My sister and her family have spent Christmas in New Zealand with us this year and knowing how much I love to bake she brought me lots of bits and pieces for my baking cupboard. One of the things she brought was “Speculoos Cookie Butter Spread/Biscoff Spread” – its like peanut butter, only flavoured a bit like caramel-ly cinnamon ginger cookies.
Its so delicious I could happily eat it out the jar but it seemed a bit wasteful. So I grabbed one of my usual cheesecake recipes and adapted it to make a Speculoos Cheesecake with a dark chocolate base and white chocolate topping… according to my sister it’s the best cheesecake in the history of ever.

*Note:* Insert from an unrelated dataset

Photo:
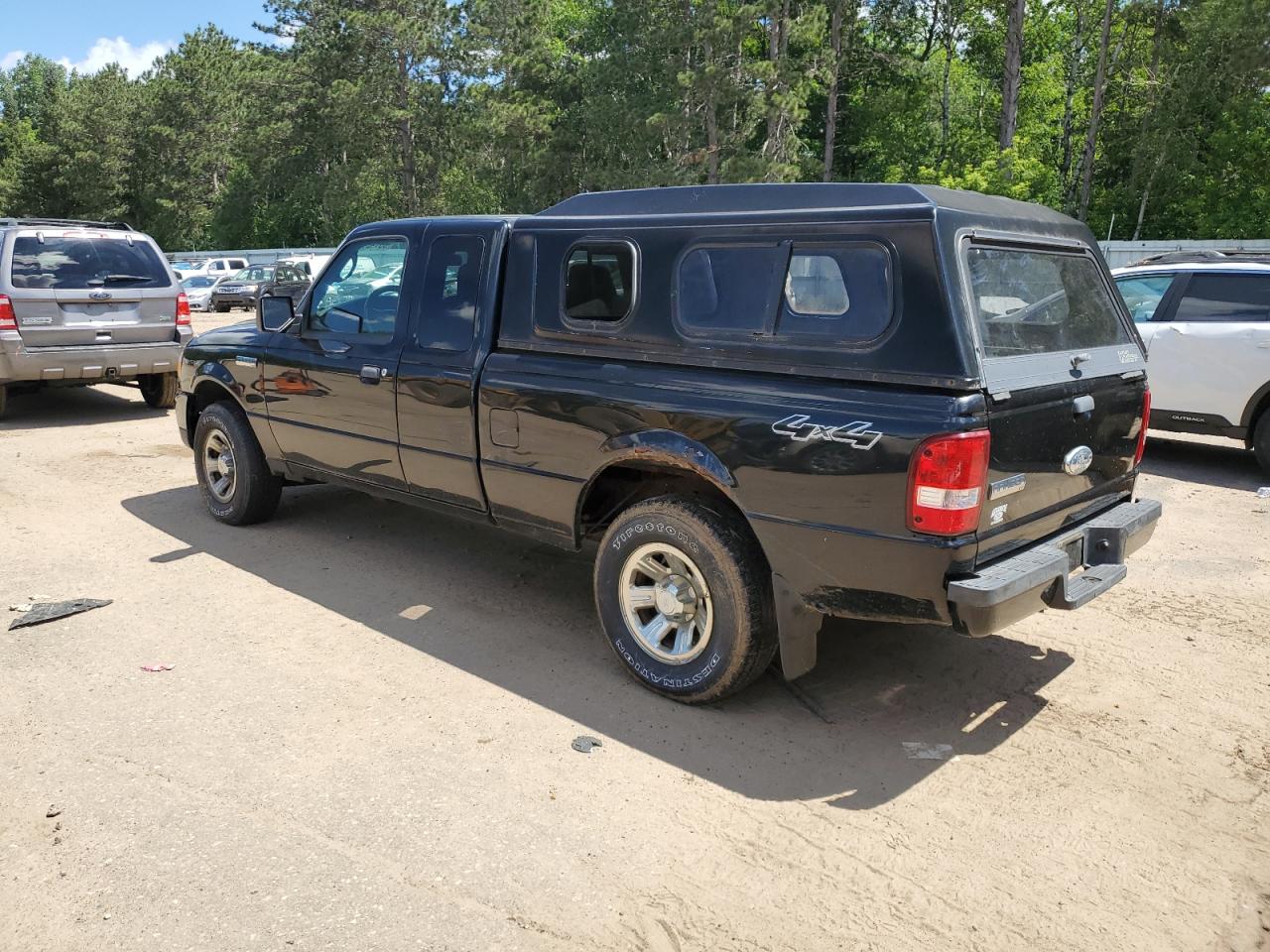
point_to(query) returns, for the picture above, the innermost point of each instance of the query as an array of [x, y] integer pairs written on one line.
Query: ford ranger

High praise indeed from a cheesecake fan!
Cookie Butter (Speculaas) Cheesecake
1-1/4 cups oreo biscuit crumbs
1/4 cup butter, melted
2 pkg. (250 g each) Philadelphia Cream Cheese, softened
1 cup Speculaas/Speculoos Spread
1/2 cup sugar
150gr White Chocolate, chopped, divided
1-1/2 cups whipped cream, divided
3 Speculaas cookies, divided
Mix Oreo crumbs and butter; press onto bottom of 9-inch springform pan. Refrigerate for 10 min.
Beat cream cheese, speculaas spread and sugar with mixer until well blended. Add 2 crushed speculaas cookies and mix. Whisk in 1 cup whipped cream. Spoon over crust. Refrigerate for 3 hours.
Microwave remaining whipping cream and chocolate in small microwaveable bowl on high until melted. Cool slightly. Pour over cheesecake. Refrigerate until firm. When ready to serve, sprinkle with 1 crushed speculaas cookie. Run knife around rim of pan to loosen cake; remove rim.